Of course if frustration arises because of the desire for a perception that is different from what you have, and the awareness shifts to the frustration, then the frustration will grow, instead of the calming meditation object. There is a tendency of identifying with such mental phenomena as "I", and if one identifies with them, one becomes oblivious to them. If one becomes oblivious to them, there can be no escape: they take control. The key is to keep in mind that everything is just a natural phenomenon that you can either cultivate, or put aside. If a perception is stressful, there is no reason to nurture it. In this way you can make peace with any conditions, and this peace and ease is the very essence of the "relaxation" that you would like to have.
As for or mindfulness of breathing, general awareness of breathing is excellent; just cultivate it thoroughly. You don't have to deliberately fixate on any nose or nostril sensation. You can even give the thing a spin, and instead of watching the breath, you can observe the mind whether it watches the breath or not. In any case, you are just observing a perception. In my view there is not so much difference between the "different" meditations; the dynamics is the same. With time you will eventually lose much of the initial experience of the meditation object (and of being ), when the normal, complex perception of "reality" starts to completely fall away.
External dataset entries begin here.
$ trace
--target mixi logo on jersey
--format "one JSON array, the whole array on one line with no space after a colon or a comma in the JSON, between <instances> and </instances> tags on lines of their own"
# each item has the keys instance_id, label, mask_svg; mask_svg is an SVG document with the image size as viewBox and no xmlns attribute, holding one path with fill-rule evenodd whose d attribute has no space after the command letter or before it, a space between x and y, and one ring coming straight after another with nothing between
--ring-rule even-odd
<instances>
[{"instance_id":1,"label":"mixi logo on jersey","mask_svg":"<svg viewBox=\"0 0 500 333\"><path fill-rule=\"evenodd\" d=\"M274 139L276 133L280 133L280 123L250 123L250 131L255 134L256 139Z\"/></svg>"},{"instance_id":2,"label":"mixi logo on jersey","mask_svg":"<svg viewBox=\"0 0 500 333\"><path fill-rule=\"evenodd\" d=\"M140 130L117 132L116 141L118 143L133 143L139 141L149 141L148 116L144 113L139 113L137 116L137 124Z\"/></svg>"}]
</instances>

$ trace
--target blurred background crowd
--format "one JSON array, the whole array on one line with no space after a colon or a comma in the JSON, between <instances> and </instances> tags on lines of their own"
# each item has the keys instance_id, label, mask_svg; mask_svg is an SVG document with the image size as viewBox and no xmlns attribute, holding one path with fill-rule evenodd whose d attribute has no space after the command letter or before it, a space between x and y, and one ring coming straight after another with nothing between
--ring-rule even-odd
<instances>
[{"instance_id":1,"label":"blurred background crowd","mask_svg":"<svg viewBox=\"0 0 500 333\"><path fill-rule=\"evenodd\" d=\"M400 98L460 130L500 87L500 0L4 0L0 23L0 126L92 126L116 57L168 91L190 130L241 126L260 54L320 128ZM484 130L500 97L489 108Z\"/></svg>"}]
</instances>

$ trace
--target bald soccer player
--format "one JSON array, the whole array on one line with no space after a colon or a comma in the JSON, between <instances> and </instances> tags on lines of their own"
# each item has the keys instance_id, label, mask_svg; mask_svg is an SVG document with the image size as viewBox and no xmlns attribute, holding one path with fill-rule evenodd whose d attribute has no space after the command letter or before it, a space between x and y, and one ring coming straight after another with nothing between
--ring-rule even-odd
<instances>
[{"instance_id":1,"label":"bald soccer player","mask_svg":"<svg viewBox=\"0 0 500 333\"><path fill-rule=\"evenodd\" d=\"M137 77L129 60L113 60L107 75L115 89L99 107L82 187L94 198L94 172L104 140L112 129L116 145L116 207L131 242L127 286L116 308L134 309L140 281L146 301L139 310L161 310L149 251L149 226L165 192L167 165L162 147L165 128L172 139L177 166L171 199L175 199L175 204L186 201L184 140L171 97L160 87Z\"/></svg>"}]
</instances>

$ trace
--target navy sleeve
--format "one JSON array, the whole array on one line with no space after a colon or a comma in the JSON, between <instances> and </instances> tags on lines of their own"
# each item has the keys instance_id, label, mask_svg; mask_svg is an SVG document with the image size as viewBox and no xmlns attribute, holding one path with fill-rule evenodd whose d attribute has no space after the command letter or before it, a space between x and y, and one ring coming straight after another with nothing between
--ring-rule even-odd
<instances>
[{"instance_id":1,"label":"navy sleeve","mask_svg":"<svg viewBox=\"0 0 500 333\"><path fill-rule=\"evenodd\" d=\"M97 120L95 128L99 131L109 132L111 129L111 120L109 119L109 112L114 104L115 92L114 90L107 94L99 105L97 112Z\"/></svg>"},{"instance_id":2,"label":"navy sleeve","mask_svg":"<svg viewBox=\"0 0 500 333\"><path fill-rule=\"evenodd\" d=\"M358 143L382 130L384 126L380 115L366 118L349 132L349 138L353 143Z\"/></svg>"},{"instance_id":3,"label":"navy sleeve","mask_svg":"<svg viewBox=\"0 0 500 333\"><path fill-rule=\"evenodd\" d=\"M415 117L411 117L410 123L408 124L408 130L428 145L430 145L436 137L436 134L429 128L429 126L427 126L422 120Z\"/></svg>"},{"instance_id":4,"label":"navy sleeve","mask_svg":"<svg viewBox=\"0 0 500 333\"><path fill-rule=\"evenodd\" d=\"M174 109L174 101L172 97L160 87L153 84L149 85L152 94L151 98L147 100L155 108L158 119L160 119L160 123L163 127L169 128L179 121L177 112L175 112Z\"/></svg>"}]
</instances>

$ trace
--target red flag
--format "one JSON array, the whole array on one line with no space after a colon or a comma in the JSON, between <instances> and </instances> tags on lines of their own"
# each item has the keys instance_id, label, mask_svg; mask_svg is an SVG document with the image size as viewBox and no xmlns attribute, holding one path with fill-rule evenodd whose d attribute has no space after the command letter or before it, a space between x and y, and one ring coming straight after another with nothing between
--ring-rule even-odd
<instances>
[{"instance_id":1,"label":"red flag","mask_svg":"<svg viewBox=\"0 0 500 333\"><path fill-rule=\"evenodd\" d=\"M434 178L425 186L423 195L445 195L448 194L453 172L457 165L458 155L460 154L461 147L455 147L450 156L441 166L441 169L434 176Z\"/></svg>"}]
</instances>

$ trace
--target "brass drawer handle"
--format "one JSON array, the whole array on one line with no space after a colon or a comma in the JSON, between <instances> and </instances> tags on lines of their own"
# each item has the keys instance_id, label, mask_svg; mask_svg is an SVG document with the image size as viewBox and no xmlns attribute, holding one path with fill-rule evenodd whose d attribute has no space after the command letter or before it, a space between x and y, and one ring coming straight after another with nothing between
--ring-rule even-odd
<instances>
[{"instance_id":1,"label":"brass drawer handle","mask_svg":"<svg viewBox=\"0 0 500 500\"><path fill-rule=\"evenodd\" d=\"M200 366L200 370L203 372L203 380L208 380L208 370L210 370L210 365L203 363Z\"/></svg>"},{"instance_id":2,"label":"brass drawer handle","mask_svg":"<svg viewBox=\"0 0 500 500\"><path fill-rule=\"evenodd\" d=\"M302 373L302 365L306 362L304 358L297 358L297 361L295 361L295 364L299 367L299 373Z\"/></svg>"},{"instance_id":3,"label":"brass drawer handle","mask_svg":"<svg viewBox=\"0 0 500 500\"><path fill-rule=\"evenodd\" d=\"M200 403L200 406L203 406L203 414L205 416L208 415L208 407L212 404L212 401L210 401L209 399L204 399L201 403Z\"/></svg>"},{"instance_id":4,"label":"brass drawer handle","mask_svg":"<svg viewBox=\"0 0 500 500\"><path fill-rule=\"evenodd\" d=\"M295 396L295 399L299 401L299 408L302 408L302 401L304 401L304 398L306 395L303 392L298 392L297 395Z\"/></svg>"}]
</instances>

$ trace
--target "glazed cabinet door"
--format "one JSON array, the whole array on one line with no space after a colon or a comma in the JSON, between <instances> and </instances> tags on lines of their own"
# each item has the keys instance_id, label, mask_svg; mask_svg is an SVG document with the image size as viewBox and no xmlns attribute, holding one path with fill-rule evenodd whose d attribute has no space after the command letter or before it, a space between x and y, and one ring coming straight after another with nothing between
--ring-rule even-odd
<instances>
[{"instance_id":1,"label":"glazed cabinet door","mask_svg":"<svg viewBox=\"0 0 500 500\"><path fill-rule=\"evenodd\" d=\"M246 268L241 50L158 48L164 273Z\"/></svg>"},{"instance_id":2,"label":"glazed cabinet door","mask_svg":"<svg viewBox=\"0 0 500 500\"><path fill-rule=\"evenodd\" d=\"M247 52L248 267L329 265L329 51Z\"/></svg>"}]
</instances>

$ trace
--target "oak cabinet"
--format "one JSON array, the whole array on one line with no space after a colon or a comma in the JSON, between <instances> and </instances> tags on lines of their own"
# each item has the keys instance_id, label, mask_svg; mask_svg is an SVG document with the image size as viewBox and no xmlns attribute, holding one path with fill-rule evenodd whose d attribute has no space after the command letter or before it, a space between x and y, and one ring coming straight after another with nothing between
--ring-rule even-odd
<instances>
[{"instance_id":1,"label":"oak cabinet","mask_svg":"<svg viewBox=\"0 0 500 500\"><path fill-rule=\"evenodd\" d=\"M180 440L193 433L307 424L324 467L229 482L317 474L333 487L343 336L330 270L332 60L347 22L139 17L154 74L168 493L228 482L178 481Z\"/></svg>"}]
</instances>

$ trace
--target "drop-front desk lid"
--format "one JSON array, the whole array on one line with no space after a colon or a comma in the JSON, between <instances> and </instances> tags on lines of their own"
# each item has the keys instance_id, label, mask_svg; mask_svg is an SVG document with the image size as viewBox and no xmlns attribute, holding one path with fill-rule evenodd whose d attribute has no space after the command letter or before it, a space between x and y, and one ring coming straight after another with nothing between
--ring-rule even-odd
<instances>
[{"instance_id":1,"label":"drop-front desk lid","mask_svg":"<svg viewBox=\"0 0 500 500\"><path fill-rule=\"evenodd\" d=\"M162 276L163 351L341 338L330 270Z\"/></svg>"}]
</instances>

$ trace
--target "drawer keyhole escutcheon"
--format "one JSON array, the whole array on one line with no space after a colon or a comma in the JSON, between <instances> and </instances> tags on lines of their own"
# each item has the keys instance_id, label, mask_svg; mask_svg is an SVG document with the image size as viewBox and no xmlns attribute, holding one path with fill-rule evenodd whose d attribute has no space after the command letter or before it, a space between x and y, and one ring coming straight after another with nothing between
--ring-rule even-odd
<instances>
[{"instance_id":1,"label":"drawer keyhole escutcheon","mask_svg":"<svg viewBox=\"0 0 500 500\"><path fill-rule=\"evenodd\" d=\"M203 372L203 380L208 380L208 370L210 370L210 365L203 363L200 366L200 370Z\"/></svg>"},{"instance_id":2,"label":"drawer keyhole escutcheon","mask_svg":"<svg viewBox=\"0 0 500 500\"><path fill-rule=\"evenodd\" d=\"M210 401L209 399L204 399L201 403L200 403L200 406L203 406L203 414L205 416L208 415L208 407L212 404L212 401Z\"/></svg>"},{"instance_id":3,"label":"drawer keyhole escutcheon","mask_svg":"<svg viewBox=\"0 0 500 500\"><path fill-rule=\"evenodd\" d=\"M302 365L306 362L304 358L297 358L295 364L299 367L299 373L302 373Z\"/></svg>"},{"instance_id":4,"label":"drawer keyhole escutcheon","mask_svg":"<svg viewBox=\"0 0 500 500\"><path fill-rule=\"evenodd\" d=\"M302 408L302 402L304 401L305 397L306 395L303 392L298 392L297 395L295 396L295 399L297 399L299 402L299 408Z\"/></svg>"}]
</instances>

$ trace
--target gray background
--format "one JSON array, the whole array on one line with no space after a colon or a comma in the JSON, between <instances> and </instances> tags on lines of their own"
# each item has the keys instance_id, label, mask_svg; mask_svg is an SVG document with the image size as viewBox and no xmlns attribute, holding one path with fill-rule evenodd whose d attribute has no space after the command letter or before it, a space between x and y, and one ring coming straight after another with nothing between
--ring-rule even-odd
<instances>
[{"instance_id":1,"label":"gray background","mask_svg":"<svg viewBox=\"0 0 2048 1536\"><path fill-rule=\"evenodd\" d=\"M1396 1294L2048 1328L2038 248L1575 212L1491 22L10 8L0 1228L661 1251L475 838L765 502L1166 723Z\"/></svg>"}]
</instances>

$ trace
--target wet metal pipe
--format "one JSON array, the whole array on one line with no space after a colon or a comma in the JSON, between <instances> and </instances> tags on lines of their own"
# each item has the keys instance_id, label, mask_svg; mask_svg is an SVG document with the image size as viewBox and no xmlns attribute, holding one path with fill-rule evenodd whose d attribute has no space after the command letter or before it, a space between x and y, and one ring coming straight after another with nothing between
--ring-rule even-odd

But I'm just following my own thread of thinking in my usual intuitive way, with the hope that it gives some form of help. It is guaranteed that there are much more skillful meditators than me here, so hopefully you will have some more meaningful explanations. And of course the recommended talks are really good sources of information; you can get from them almost everything that you need for development. Though, one of the most important spiritual qualities is patience; time is needed for the dhamma to fully penetrate one's mind.
Again, apologies for the blabbing, and have a lovely day.